Rather than focusing on performance or results (which tend to be superficial anyway), the idea is to follow and encourage the progress your child is making from where he is presently at developmentally.
Progress is the journey in comparison to where your child first started, performance is the outcome in comparison to others. Stay away from performance-focused teaching.
When working on a new skill with my son, I ask:
- What is he already great at doing?
- How does he thrive best?
My son learns best through repetition and verbal routines. In order to teach him a new skill, I work on building a new routine that he will be comfortable with – even if the skill doesn’t necessarily require/ come with specific word patterns. I usually set him up with the routine in advance (through play), so that when he’s finally at the task, he can recognize what to do, even if the medium/ materials are different from the “training”.
For instance, this week, we worked on lacing hearts with ribbons. I knew that this was going to be challenging for him because of his fine motor difficulties. I not only adapted the materials to better suit his hand skills, but I also thought to use the song “In and Out the Window” while he threaded the ribbon through the holes. I set it up so that there were many opportunities to sing that song throughout the week. We went in and out a “window” (a hole or a space): we sang it through his play tunnel, as he “walked” (with support) through two chairs, and we also played with his toys (balls, figurines) going in and out actual windows!
By the time he got to the lacing cards, my son was familiar with the song, and he understood that something goes through a space while we sing that song. He was intrigued as we pulled the ribbon through the spaces in the cards. The skill was practiced for a very short amount of time before he lost interest and squirmed away. But, it was a starting point. It was progress for him.
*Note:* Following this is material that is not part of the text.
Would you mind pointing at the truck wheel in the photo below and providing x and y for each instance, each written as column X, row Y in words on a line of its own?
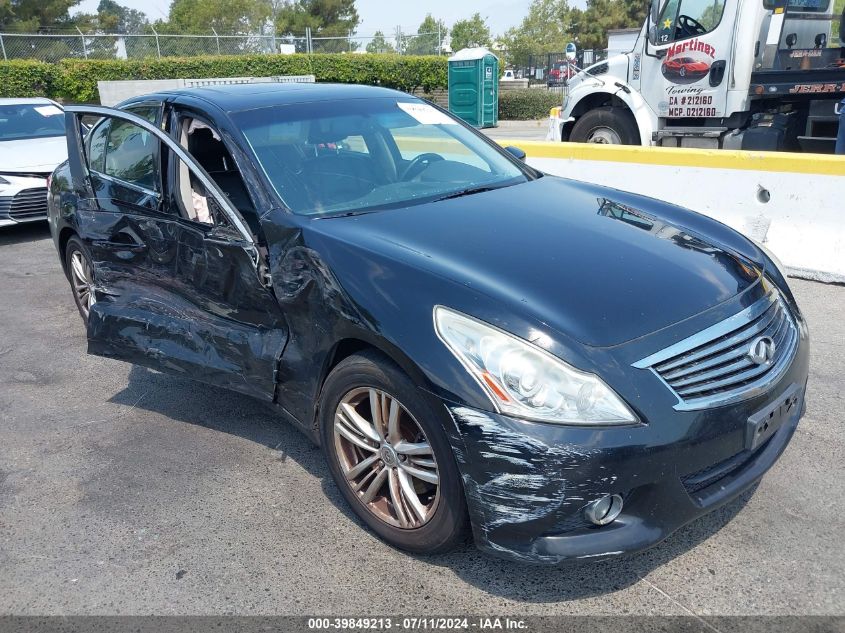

In comparison to other children his age (performance), you would say the skill wasn’t even tackled since he stayed with it for only about a minute. In comparison to himself (progress), however, you would see that he went from never having held a lacing card and ribbon, to holding the lacing card in one hand and briefly holding the ribbon in the other and watching as I guided his hand through at least 2 holes before calling it a day.
What I didn’t do:
I could have started with the lacing card and insisted that my son thread that ribbon an endless amount of times because it was a skill he needed to practice. I could have done that all day long until he mastered it. But, how much success would I have gotten? Most likely, I would have been met with resistance, a meltdown and possibly a shut-down to the activity altogether (making it almost impossible to have him attempt the task again in the future).
I didn’t focus on the fact that he couldn’t do it even though I knew it would be a challenge. If I had drilled the skill endlessly, it’s likely that his self-esteem would have suffered as well.
How to think of progress versus performance:
If your child is at point A, meet him there. Don’t hang around point B or C and wave over to him to join you. Don’t toss ropes or life jackets at him because you think he won’t make it there on his own.
Instead, nourish the stage your child is at in his learning. Foster the activities. Even if adapted/ modified, they differ from life jackets that keep him afloat or ropes that drag him to shore. Listen to his interests. Learn about his life vision for himself. Support his every step. Cheerlead. Encourage. Celebrate. Walk right beside him. No matter how long it takes. Enjoy the journey.
If you guide your child from where he is at, you will both begin to see point B more clearly from this vantage point. I guarantee that the frustrations will lessen for both of you, the progress will be staggering, and your child will be able to hold his head up high when he touches that point B flag (and, then, you can wipe your tears away proudly).